То, что окончательные выводы Урбана носили эстетический характер, конечно, не означало, что он не уделил достаточно много внимания пересказу и рассмотрению идеологического содержания произведений. Анализ шел по двум направлениям и чаще всего, к сожалению, без обозначения связей между одной и другой сферами. По мнению критика, братья начинали с заинтересованности технологической утопией и с размышлений над достоинствами и недостатками «романтических» и «позитивистских» жизненных позиций, оставаясь к тому же под обаянием морального прагматизма. Затем создали образ коммунистического общества, а после этого у них начался зрелый период «социально-философской фантастики», когда они занялись моральными аспектами «вмешательства» людей в естественное развитие общества, стали обличать потребительское отношение к жизни, бюрократию и т. д., пропагандировать идеи самостоятельного анализа действительности и т. п.
Работа Урбана до сих пор остается наиболее серьезной. Автор учитывал публицистику и литературно-критические работы Стругацких. Он проявил гражданскую смелость, положительно упоминая о столь «скандальных» произведениях как «Сказка о Тройке» и «Обитаемый остров». Его работа была актуальна, он рассматривал в ней и «Малыша». К сожалению, критик не избежал неточностей в деталях, особенно при рассмотрении ранних произведений братьев. Не удалось ему также — как и его предшественникам — увязать их творчество со временем. Он лишь мимоходом намекал: «Все мы помним те годы…», и таким образом отмечал отсутствующие в анализе звенья.

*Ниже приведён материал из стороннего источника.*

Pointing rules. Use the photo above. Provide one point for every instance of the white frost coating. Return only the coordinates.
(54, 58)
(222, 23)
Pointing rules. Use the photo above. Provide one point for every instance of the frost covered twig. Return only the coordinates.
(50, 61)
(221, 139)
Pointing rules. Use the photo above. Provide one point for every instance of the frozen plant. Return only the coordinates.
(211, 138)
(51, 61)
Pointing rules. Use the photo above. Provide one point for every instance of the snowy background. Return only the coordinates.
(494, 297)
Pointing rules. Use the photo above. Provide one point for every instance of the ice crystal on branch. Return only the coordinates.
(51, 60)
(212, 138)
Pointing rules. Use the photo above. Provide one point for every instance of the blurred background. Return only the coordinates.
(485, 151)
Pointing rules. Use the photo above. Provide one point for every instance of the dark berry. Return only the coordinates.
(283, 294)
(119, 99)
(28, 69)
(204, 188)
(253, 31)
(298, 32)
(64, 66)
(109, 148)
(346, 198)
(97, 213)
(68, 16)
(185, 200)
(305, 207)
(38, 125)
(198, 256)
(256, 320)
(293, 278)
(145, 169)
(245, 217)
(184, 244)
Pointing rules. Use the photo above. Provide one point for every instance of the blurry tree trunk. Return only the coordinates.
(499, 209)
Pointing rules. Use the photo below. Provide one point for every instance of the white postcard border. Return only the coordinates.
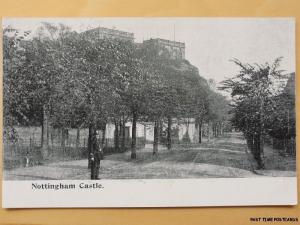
(151, 193)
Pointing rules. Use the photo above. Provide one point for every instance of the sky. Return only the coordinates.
(210, 42)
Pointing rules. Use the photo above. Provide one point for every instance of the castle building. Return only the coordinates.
(106, 33)
(175, 48)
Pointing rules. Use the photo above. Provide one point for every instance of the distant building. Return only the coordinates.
(103, 33)
(175, 48)
(290, 85)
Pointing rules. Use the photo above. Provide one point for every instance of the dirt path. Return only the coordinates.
(220, 158)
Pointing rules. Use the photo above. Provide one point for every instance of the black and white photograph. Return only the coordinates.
(107, 102)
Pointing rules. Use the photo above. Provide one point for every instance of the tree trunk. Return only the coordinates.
(78, 138)
(123, 144)
(42, 134)
(90, 144)
(117, 148)
(208, 131)
(156, 138)
(133, 141)
(200, 132)
(103, 144)
(45, 133)
(257, 151)
(169, 134)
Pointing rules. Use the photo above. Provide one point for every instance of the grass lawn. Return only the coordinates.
(223, 157)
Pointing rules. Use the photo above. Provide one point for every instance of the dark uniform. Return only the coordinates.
(95, 158)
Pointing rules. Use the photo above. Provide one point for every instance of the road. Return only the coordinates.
(222, 157)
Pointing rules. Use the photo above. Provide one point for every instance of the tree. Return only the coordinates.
(252, 91)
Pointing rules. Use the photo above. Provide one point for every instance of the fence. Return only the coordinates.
(26, 150)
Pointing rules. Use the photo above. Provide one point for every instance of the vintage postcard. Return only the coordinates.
(148, 112)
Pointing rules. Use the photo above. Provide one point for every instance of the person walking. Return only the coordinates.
(96, 156)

В этом нет ничего удивительного. Трудно говорить об исторической обусловленности явления, если из-за цензурных рогаток нельзя ничего говорить об истории. Возможность исторического анализа современной литературы появилась в России лишь в последнее время. Наверняка еще появятся статьи о творчестве Стругацких и будут они совсем не такими, как написанные много лет тому назад. Первой такой ласточкой является очерк М. Амусина «Далеко ли до будущего?».
У этого автора вообще нет сомнения в том, что на Стругацких следует смотреть прежде всего как на представителей своего поколения, творчество которых — восторженное в годы XXI съезда КПСС, борющееся в шестидесятые годы, пессимистичное и переходящее в размышления о нравственности в семидесятые годы — нужно рассматривать как отзыв на общественную ситуацию времен правления Хрущева и Брежнева или (косвенно) более ранних времен. Даже художественные особенности этой прозы: создание весьма убедительного фантастического хронотопа, наличие сенсационного мотива «тайны», многочисленные элементы «литературной игры» с читателем, — в толковании Амусина вытекают из гражданских амбиций авторов, из их настроенности на то, чтобы притянуть, заинтересовать читателя, а затем развить в нем навыки самостоятельного критического анализа действительности.
Я не буду здесь детально разбирать эту статью, а сущность представленного в нем подхода хочу показать на примере анализа «Второго нашествия марсиан». А. Шек, соцреалистический традиционалист, осуждал это произведение, так как для него оно было извращенным образом светлого грядущего. Бритиков и Урбан, соцреалисты более или менее прогрессивные, хвалят повесть, рассматривают ее как памфлет, направленный против мещанства, считают добротной реализацией одной из фантастических разновидностей. Амусин же подчеркивает, что главной мишенью в этой книге является «архаичный, дорого обходящийся обществу стиль управления, некомпетентный и недемократичный по своей сути»{{149, 155}}, а конкретно Стругацкие «обращаются к исследованию типа сознания, во многом порождаемого подобными деформациями общественных структур и механизмов», и высмеивают его с помощью героя, который попросту «убежден: в его судьбе все определяется не зависящими от него причинами, игрой внешних сил, которым приходится безропотно подчиняться»{{там же}}.